Explanation of the code annotated with comments:

size_t strlen(const char *s)
{
    const char *a = s;      // store a copy pointing at the start of the original        
    const size_t *w;
    for (; (uintptr_t)s % ALIGN; s++) // in case of misalignment, look for first aligned address
      if (!*s) return s-a; // if we encounter \0 while doing so, return the string length
    for (w = (const void *)s; !HASZERO(*w); w++); // work with word-sized chunks and do lookup
    for (s = (const void *)w; *s; s++); // find the exact location of \0 in the final word
    return s-a; // end minus beginning = length
}

Notes regarding C language compatibility:

  • w = (const void *)s is relying on non-standard extensions and *w is invoking undefind behavior. This is library code so it may sometimes get compiled with specific settings such as -fno-strict-aliasing .

  • sa is actually of type ptrdiff_t , not size_t . So a cast might be required to silence compiler warnings.

  • size_t is not necessarily the largest aligned type for the implementation, it could be larger than that. I believe the most correct type to use for 32 bit and above would be uint_fast32_t . The compiler/lib should make this type 32 or 64 bits depending on what's actually fastest on the 32/64 bit CPU.

  • Library implementations like this one sometimes read word-sized chunks beyond the end of the passed string. This assuming that in case the string doesn't end on an aligned address, then harmless padding bytes will be present and accessible there. This is by no means guaranteed by the C standard (doing so is array out of bounds access UB), but perhaps by the local implementation.

It should be possible to uncrappify this code into something more readable & self-documenting, without affecting performance.

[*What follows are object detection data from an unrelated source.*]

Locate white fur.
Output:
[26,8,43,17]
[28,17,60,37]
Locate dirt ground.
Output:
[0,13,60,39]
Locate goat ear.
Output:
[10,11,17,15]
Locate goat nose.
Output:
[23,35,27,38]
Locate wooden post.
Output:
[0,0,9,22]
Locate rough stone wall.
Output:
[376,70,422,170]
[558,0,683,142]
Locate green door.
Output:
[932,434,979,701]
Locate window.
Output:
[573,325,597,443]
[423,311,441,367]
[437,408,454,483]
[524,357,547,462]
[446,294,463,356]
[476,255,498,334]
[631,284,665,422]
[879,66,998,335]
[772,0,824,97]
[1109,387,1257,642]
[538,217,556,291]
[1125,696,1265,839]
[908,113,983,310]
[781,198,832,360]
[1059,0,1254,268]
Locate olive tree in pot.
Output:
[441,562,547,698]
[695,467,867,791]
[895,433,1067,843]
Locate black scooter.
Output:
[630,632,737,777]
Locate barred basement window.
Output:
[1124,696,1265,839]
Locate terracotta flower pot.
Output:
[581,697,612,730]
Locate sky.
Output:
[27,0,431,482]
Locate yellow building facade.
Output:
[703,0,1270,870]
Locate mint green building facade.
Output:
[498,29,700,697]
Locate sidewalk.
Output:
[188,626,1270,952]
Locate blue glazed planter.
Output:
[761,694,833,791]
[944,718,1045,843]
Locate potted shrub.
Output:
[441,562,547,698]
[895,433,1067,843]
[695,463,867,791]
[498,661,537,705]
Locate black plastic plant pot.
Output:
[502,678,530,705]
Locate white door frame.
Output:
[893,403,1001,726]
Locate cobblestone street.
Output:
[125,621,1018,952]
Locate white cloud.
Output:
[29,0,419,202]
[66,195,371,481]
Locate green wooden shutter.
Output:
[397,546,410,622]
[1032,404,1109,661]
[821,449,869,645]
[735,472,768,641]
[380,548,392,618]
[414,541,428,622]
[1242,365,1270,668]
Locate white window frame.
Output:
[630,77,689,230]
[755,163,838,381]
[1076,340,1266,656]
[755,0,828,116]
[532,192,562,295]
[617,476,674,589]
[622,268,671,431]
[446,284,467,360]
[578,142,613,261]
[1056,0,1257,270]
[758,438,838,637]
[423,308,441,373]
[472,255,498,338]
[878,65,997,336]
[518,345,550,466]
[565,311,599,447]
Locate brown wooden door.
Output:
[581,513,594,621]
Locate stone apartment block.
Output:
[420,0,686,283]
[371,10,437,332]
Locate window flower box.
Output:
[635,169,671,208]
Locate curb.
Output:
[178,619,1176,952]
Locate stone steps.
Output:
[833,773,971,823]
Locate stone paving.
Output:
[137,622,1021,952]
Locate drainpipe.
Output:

And we can fix some of the above issues while we are at it. Perhaps something along the lines of (not tested/benchmarked):

#include <stdint.h>
#include <limits.h>

#define ONES ((uint_fast32_t)-1/UCHAR_MAX)
#define HIGHS (ONES * (UCHAR_MAX/2+1))
#define HASZERO(x) ((x)-ONES & ~(x) & HIGHS)

size_t strlen (const char* s)
{
  const char* begin = s;
  const char* end   = s;

  for (; (uintptr_t)end % _Alignof(uint_fast32_t); end++)
  {
    if (*end == '\0') 
    {
      return (size_t)(end - begin);
    }
  }
  
  const uint_fast32_t* word;
  for (word = (const void*)end; !HASZERO(*word); word++)
  {}
  
  for (end = (const void*)word; end != '\0'; end++)
  {}
  
  return (size_t)(end - begin);
}

Lets say you have the string "Hello world" . This string is stored as an array inside the memory of your computer, and terminated by a special "null" character ( '\\0' ).

The array will look something like this:

+-----+-----+-----+-----+-----+-----+-----+-----+-----+-----+------+
| 'H' | 'e' | 'l' | 'l' | 'o' | ' ' | 'w' | 'o' | 'l' | 'd' | '\0' |
+-----+-----+-----+-----+-----+-----+-----+-----+-----+-----+------+

When this function is called (as in strlen("Hello world") ) then s will be pointing to the first character in the array. The initialization of a will also make it point to the first character of the array.

The three loops modifies s so it will point to the terminating null-character.

If we again show the array, but now with the pointers, it will be something like this:

+-----+-----+-----+-----+-----+-----+-----+-----+-----+-----+------+
| 'H' | 'e' | 'l' | 'l' | 'o' | ' ' | 'w' | 'o' | 'l' | 'd' | '\0' |
+-----+-----+-----+-----+-----+-----+-----+-----+-----+-----+------+
^                                                           ^
|                                                           |
a                                                           s

What s - a is doing is calculating the difference (in array elements ) of the two pointers s and a . This difference will be 10 which is the length of the string (null-terminator not counted).